Joy Williams, a vastly talented writer, assembled some quotations for her essay "The Killing Game" that I shall repeat here:
"'Spectacular abuses occur wherever geese congregate', quietly notes Shooting Sportsman."
"A biologist with the Department of the Interior who observed a hunt at Sand Lake in South Dakota said, 'Hunters repeatedly shot over the line at incoming flights where there was no possible chance of retrieving. Time and time again I was shocked at the behavior of hunters. I heard them laugh at the plight of dazed cripples that stumbled about. I saw them striking the heads of retrieved cripples against fence posts.'"
I ran across this myself on the internet site HuntingNet.Com, in an article by Rob Poorman:
"I'll give you an example of an animal that I made a poor shot on because I neglected to stop the animal and shot him on the move. At 25 yards I placed my arrow too far back on the buck.. As soon as I saw the arrow hit further back than I wanted, I knew immediately not to take up the track until at least 6 hours later. I shot this animal at 7:30 am and got out of my tree at 11:00 and left the woods. At 3:30 I returned to the woods and found my buck not 50 yards inside a woods at the last point I saw him. Had I not waited, there is a very good chance that I wouldn't have found him due to the standing cornfields surrounding the woods he was bedded in."

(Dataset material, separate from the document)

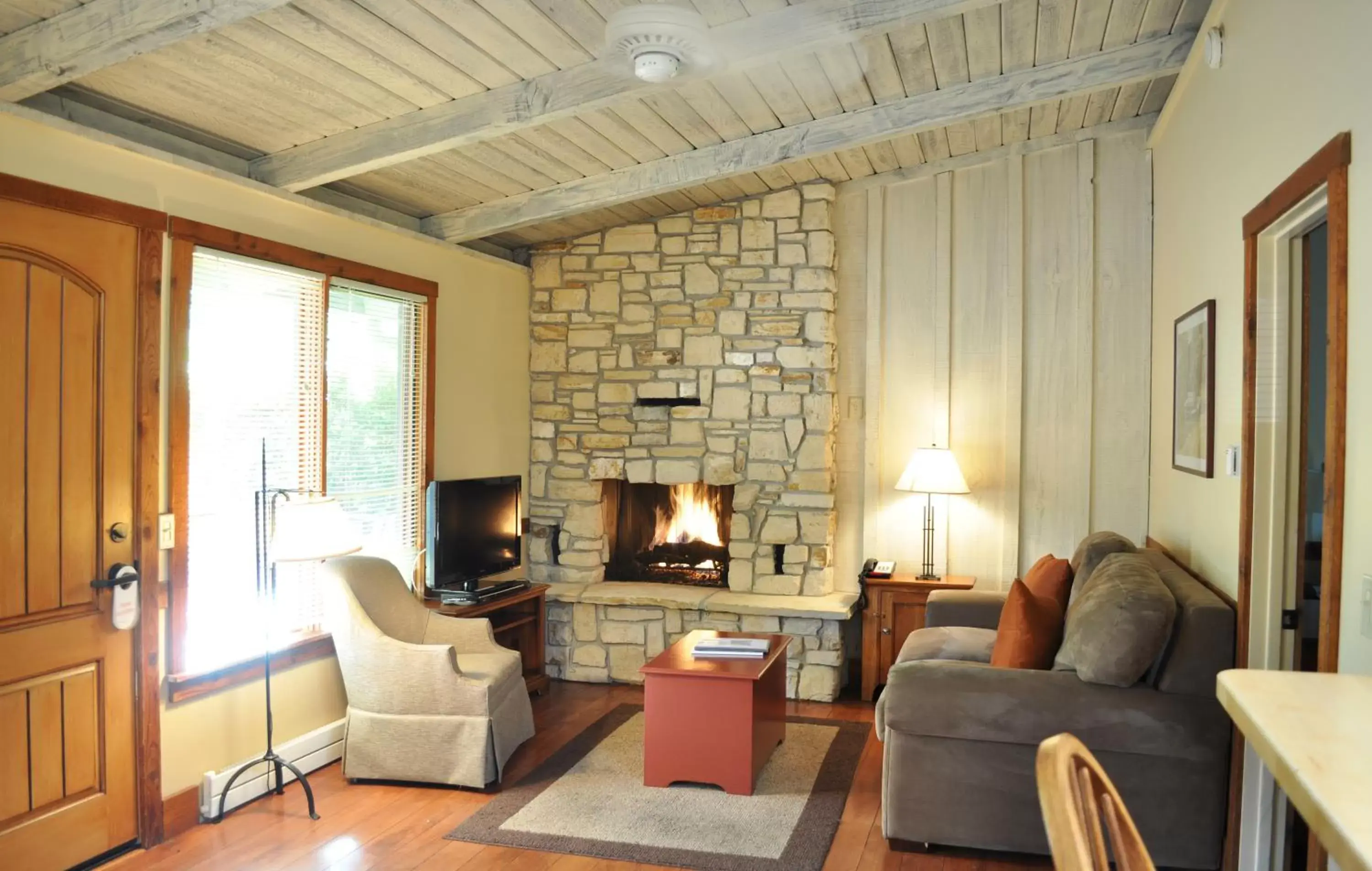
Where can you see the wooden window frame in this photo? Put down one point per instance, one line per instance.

This man brags about letting a deer sit in agony for SIX HOURS -- six hours of pain, fear, confusion -- before he followed it. Sure, if he had followed it it might have run away, but isn't the more basic point that the animal had to do something for SIX HOURS while waiting to die? He was disgusting and selfish enough to use a bow, an instrument whose curelty is absurd, and for what? Was his fun worth letting the animal suffer like that? And I'm sorry, Mr. Beers, but only sickos would find it fun to inflict crippling wounds that an animal must endure for hours, potentially, before succumbing. Yes, they might aim for a "kinder", quicker location on the animal, but people miss, and the chance of missing alone should be sufficient grounds for ending hunting.
To get back to Mr. Beers' quotation:
"I was a State and Federal law enforcement officer for years and “maiming” is non-existent in my experience."
Maiming does happen, both intentionally and unintentionally (e.g., when hunters get trigger happy and shoot much too early or when a shot is "poorly placed"), Mr. Beers, and you'd be a fool to say it doesn't.
You feel terribly entitled, and there's no way to argue with that. You think if something is in the law and in the Bible, it's OK to do. That's essentially the same philosophy that caused slavery to persist for so long ("If you don't want to own slaves, then don't, but dontcha dare tell me I can't! Heck, it's legal, and there's slaves in the Good Book for goodness' sake!"). All I can hope is that, as a species, we grow out of our crude, destructive tendencies, of which hunting is a central one.